Das Netz fasst nach Angaben des Mobilfunk-Experten Heinz Sänger bis zu 10 000 Teilnehmer und deckt rund 80 Prozent des Bundesgebietes ab. Die 16 Kilo schwere Sende- und Empfangsanlage kostet etwa 8000 Mark und befindet sich meist im Kofferraum eines Autos.

1972 deckt das neue B-Netz das gesamte Bundesgebiet ab und kann bis zu 27 000 Teilnehmer aufnehmen. Diese können ihr Gegenüber nun selbst anwählen. Sie müssen jedoch wissen, wo sich ihr Gesprächspartner befindet und eine entsprechende Ortsvorwahl wählen. Ein B-Netz-Telefon kostet rund 12 000 Mark.

1985 wird das C-Netz als drittes analoges Mobilfunksystem in Betrieb genommen. Der angerufene Gesprächspartner kann unter der Vorwahl 0161 deutschlandweit erreicht werden. Das C-Netz fasst bis zu 850 000 Teilnehmer. Die Anlagen können bereits als Umhängegeräte getragen werden. Sie kosten zwischen 5000 und 8000 Mark.

1992 können mit dem D-Netz Sprache und Daten erstmals digital übermittelt werden. Eine einheitliche Vorwahl reicht, um Gesprächspartner im In- und Ausland zu erreichen. Bei Markteinführung kostet ein D-Netz-Handy zwischen 2500 und 7500 Mark.
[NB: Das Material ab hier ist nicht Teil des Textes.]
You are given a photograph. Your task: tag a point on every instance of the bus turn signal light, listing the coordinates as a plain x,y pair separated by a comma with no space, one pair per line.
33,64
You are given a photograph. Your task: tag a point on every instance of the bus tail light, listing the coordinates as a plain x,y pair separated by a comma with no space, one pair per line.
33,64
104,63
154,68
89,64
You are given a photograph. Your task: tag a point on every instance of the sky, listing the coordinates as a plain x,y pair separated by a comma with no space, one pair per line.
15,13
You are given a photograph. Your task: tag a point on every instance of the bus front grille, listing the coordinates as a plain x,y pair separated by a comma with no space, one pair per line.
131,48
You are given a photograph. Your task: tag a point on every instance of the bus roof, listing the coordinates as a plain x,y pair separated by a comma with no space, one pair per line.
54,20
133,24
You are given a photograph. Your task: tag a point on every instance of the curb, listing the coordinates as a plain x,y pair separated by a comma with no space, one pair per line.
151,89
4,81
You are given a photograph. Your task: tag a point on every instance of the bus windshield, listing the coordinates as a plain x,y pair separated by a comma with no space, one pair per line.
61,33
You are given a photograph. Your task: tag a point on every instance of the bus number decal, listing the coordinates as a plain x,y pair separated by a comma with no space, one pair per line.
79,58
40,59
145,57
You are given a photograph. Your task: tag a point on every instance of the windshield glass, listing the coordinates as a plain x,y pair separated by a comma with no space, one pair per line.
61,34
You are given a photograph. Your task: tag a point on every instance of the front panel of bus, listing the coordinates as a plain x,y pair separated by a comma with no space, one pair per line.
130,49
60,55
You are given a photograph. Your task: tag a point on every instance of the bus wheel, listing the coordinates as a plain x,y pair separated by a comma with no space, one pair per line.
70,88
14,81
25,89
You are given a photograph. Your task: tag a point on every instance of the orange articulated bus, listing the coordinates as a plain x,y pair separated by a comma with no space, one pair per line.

Seit Mitte April 2008 gibt es in Deutschland mehr als 100 Millionen Mobilfunkanschlüsse. Weltweit liegt Deutschland nach Angaben des Bundesverbandes Informationswirtschaft, Telekommunikation und neue Medien (BITKOM) damit hinter China, den USA, Indien, Russland, Brasilien und Japan auf Rang sieben der absoluten Zahl der Mobilfunkanschlüsse.